Doch auch zwischen der Einspielung und der Veröffentlichung der Aufnahme liegt in diesem Fall ein ganzes Jahrzehnt – ein Gegenpol zu den immer schneller publizierten Live-Mitschnitten. Das ist erstaunlich, allerdings auch ärgerlich für Rolf Gupta, dem man heute kaum mehr international als Dirigent begegnet. Dabei hat er «damals» die NDR Radiophilharmonie (Hannover) mit sicherer Hand und aufführungspraktischem Gespür durch die drei unbekannten Partituren von Paul Wranitzky geführt. Die Werke sind stilistisch eher bei Haydn anzusiedeln als bei Beethoven. Dass sie etwas träge anmuten, ist allerdings (das genaue Hinhören lohnt) nicht dem Dirigenten, sondern dem Komponisten anzulasten, der zwar über ein gutes Handwerk verfügte, aber nicht immer über die kernigsten Ideen. Selbst die Anspielungen auf Mozarts Zauberflöte in der Sinfonie D-Dur hinterlassen den Eindruck des Gewollten. Anderes wiederum hat Feuer und Esprit, verweilt aber im vorgegebenen Raster.

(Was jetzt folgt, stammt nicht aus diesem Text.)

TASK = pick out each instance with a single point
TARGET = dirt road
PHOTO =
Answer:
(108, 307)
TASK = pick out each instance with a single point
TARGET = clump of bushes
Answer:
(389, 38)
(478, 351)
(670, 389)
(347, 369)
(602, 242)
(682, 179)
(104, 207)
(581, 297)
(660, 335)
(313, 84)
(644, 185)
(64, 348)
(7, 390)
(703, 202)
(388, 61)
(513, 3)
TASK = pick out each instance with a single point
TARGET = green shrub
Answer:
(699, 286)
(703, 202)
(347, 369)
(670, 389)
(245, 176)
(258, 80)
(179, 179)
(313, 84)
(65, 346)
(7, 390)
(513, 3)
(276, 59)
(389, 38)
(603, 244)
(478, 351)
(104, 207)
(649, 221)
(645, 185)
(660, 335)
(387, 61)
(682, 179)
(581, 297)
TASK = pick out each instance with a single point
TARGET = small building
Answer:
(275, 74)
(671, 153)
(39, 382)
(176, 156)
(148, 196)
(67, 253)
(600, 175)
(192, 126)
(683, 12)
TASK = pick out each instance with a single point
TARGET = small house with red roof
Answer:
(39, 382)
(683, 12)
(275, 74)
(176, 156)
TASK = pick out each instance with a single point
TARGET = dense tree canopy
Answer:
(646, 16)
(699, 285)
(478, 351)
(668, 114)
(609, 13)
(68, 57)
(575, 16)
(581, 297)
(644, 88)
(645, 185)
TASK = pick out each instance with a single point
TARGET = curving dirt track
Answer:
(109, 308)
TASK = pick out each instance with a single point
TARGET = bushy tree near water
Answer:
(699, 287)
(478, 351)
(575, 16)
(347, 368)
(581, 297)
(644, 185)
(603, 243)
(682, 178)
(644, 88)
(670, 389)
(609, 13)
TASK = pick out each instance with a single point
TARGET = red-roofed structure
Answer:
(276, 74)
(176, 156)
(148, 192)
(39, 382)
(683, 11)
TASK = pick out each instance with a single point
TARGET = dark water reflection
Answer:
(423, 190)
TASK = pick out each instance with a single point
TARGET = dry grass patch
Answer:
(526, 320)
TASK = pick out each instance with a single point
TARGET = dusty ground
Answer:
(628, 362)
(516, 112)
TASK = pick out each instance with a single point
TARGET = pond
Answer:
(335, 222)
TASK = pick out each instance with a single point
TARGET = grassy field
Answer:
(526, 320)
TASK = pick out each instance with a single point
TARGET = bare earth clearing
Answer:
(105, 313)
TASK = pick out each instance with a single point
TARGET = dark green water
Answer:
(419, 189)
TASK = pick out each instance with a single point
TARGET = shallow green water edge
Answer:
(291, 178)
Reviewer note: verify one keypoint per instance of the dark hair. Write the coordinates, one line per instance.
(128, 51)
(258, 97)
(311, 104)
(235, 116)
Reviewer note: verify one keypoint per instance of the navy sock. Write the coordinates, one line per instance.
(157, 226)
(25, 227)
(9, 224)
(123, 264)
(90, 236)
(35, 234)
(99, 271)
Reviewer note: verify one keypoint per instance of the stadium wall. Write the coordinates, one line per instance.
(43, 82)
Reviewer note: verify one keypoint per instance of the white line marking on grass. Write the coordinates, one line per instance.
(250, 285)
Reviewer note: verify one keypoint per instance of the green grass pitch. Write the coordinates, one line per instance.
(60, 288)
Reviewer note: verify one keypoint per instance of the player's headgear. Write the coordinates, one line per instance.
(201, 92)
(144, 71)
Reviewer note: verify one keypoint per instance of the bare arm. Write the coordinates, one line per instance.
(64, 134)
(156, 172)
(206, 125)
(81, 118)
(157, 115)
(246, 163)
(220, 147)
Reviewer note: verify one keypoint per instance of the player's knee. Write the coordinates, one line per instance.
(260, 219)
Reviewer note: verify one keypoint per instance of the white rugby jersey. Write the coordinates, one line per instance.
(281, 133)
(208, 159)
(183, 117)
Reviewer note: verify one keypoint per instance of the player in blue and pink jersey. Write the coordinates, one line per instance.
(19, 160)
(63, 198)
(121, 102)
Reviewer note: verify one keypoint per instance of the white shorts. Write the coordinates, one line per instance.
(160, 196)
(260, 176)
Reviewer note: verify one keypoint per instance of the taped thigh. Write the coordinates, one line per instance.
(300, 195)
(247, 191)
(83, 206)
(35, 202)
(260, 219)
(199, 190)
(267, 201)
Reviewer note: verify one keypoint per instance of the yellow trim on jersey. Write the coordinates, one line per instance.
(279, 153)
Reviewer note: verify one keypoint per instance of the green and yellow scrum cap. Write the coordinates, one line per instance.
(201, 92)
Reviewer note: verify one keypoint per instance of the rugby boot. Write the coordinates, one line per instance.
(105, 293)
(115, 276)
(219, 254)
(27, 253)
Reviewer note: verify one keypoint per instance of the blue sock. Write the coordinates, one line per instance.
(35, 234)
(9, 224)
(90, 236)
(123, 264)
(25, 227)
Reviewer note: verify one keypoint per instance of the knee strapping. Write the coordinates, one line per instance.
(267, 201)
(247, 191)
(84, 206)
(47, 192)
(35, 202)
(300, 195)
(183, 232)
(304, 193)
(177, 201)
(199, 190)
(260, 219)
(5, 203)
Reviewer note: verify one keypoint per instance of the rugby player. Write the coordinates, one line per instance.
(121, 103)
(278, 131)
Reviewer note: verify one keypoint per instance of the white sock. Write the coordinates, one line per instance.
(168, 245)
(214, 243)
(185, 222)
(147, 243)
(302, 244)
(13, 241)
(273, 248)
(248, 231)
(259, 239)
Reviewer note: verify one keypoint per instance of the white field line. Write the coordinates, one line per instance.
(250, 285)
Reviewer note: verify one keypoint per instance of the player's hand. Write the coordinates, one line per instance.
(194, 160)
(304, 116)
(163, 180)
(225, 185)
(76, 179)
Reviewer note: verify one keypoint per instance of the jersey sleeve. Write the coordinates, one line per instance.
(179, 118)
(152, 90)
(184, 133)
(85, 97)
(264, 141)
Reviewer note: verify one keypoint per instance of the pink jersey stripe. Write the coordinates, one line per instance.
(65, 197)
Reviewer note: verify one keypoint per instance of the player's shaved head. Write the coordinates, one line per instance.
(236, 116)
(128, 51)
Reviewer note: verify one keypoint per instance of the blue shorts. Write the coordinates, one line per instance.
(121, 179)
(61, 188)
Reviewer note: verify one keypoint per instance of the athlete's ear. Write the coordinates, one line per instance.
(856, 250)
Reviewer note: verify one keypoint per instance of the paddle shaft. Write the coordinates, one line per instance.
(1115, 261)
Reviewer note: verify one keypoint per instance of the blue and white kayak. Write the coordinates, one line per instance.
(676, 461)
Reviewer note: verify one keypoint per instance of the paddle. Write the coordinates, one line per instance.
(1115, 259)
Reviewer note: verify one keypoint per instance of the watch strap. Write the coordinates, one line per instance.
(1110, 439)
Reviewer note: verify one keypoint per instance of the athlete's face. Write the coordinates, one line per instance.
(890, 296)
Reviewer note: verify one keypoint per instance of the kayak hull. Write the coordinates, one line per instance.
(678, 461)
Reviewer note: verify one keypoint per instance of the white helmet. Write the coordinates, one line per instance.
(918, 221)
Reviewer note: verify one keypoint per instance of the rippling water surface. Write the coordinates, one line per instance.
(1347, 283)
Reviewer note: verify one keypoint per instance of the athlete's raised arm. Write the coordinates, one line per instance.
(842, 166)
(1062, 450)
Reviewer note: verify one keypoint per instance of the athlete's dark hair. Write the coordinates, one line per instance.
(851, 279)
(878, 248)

Mit diesen Werken war Wranitzky also kein Innovator – und doch lässt sich an ihnen viel lernen in Bezug auf die Instrumentation und die ersten beiden Dekaden des 19. Jahrhunderts, nach denen sich so viel ändern sollte…

Paul Wranitzky. Sinfonie G-Dur op. 50; Sinfonie D-Dur op. 37; Sinfonie A-Dur op. 51
NDR Radiophilharmonie, Rolf Gupta

cpo 777 943-2 (2014, 2016)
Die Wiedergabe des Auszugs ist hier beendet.